The emergence of low-cost, small form factor and light-weight solid-state LiDAR sensors have brought new opportunities for autonomous unmanned aerial vehicles (UAVs) by advancing navigation safety and computation efficiency. Yet the successful developments of LiDAR-based UAVs must rely on extensive simulations. Existing simulators can hardly perform simulations of real-world environments due to the requirements of dense mesh maps that are difficult to obtain.

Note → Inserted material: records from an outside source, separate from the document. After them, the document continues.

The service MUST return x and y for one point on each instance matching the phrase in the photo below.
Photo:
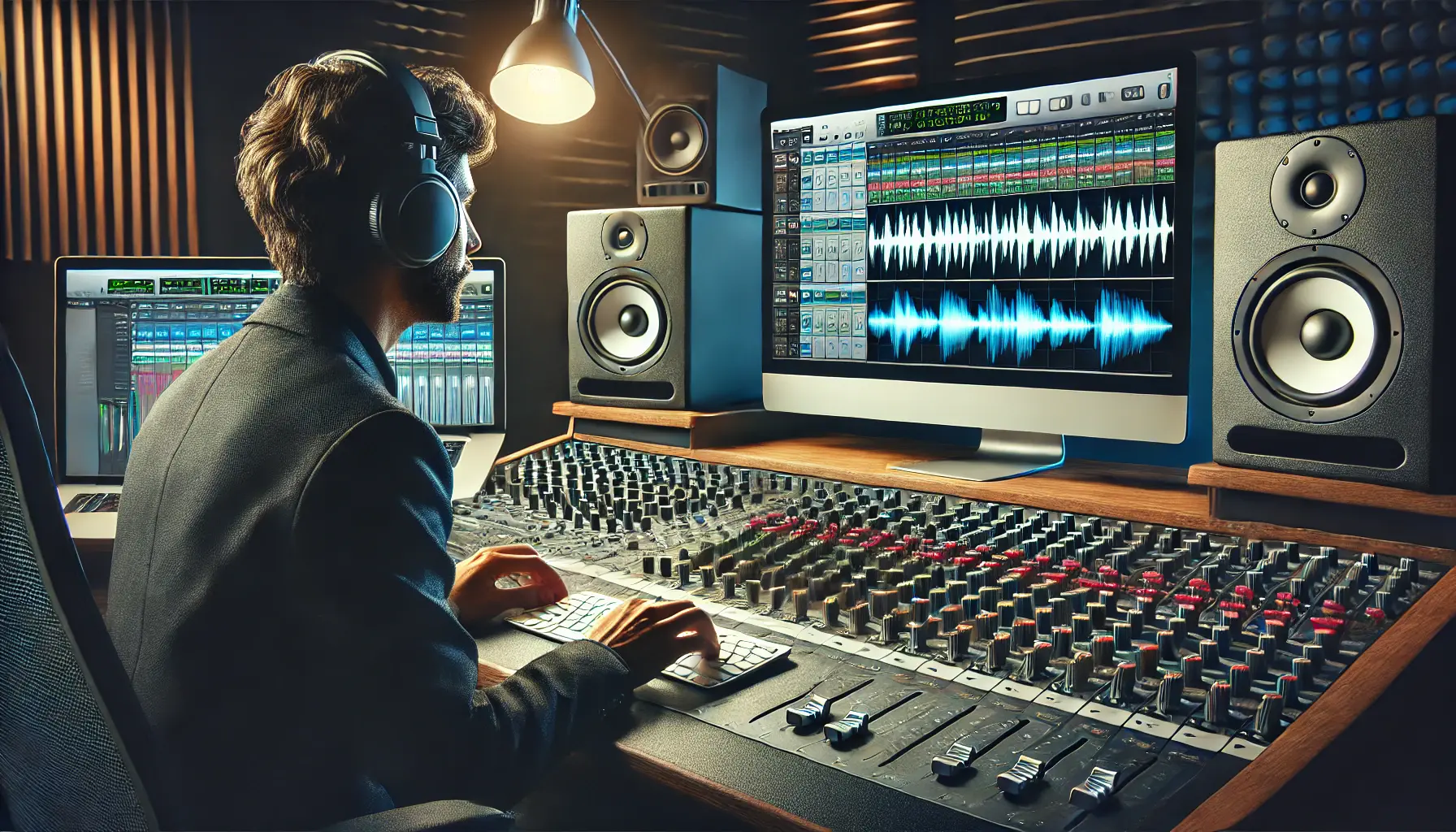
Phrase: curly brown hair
(308, 154)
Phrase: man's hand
(476, 596)
(648, 637)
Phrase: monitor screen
(130, 328)
(1021, 240)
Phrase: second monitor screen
(1022, 238)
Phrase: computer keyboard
(739, 656)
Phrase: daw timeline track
(1024, 668)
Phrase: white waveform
(951, 233)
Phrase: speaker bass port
(623, 321)
(1316, 334)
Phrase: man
(281, 593)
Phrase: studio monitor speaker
(665, 308)
(700, 145)
(1332, 303)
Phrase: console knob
(1257, 661)
(1168, 644)
(1147, 661)
(1209, 652)
(1121, 635)
(1062, 641)
(1121, 688)
(1216, 707)
(1169, 692)
(1191, 668)
(1024, 633)
(1268, 720)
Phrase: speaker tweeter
(623, 236)
(1316, 187)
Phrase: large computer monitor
(1011, 255)
(128, 327)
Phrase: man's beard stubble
(436, 290)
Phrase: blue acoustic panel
(1395, 37)
(1362, 76)
(1274, 124)
(1273, 104)
(1362, 40)
(1277, 47)
(1306, 46)
(1276, 77)
(1358, 112)
(1393, 76)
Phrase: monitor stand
(1001, 455)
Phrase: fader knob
(1167, 644)
(1147, 661)
(1257, 661)
(1239, 679)
(999, 650)
(1121, 688)
(1077, 674)
(1209, 652)
(1268, 719)
(1315, 655)
(1191, 668)
(1081, 627)
(959, 643)
(1216, 705)
(1305, 672)
(1169, 692)
(1121, 635)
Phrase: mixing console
(1029, 668)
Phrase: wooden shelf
(1216, 475)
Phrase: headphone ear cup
(417, 222)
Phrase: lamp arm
(622, 75)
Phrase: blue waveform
(1121, 325)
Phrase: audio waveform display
(1018, 325)
(1088, 233)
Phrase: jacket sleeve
(371, 528)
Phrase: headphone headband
(415, 99)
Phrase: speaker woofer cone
(1316, 334)
(676, 139)
(623, 321)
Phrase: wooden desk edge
(1354, 691)
(1215, 475)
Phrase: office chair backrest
(75, 747)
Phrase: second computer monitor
(1014, 255)
(128, 327)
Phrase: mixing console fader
(1029, 668)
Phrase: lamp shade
(545, 76)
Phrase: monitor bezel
(66, 264)
(1064, 72)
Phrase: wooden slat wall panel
(91, 130)
(867, 46)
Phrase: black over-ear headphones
(414, 213)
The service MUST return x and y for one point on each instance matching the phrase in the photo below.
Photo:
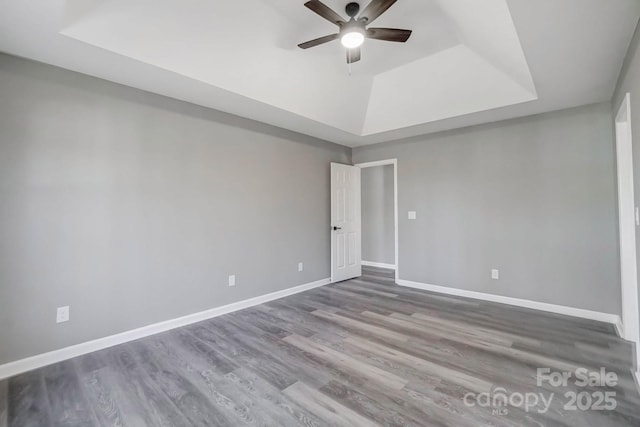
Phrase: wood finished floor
(361, 352)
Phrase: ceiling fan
(352, 33)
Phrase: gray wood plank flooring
(364, 352)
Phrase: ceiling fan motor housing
(352, 9)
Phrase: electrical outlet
(62, 315)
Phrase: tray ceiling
(466, 62)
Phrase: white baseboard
(636, 379)
(542, 306)
(19, 366)
(378, 264)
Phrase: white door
(345, 222)
(626, 211)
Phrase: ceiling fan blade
(375, 9)
(325, 11)
(318, 41)
(389, 34)
(353, 55)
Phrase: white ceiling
(467, 61)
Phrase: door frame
(387, 162)
(627, 224)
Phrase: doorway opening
(379, 210)
(628, 220)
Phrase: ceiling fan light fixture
(352, 39)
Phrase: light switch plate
(62, 314)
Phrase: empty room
(319, 213)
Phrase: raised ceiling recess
(466, 61)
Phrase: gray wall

In this paper, we develop a point-realistic simulator of real-world scenes for LiDAR-based UAVs. The key idea is the underlying point rendering method, where we construct a depth image directly from the point cloud map and interpolate it to obtain realistic LiDAR point measurements. Our developed simulator is able to run on a light-weight computing platform and supports the simulation of LiDARs with different resolution and scanning patterns, dynamic obstacles, and multi-UAV systems. Developed in the ROS framework, the simulator can easily communicate with other key modules of an autonomous robot, such as perception, state estimation, planning, and control. Finally, the simulator provides 10 high-resolution point cloud maps of various real-world environments, including forests of different densities, historic building, office, parking garage, and various complex indoor environments. These realistic maps provide diverse testing scenarios for an autonomous UAV. Evaluation results show that the developed simulator achieves superior performance in terms of time and memory consumption against Gazebo and that the simulated UAV flights highly match the actual one in real-world environments. We believe such a point-realistic and light-weight simulator is crucial to bridge the gap between UAV simulation and experiments and will significantly facilitate the research of LiDAR-based autonomous UAVs in the future.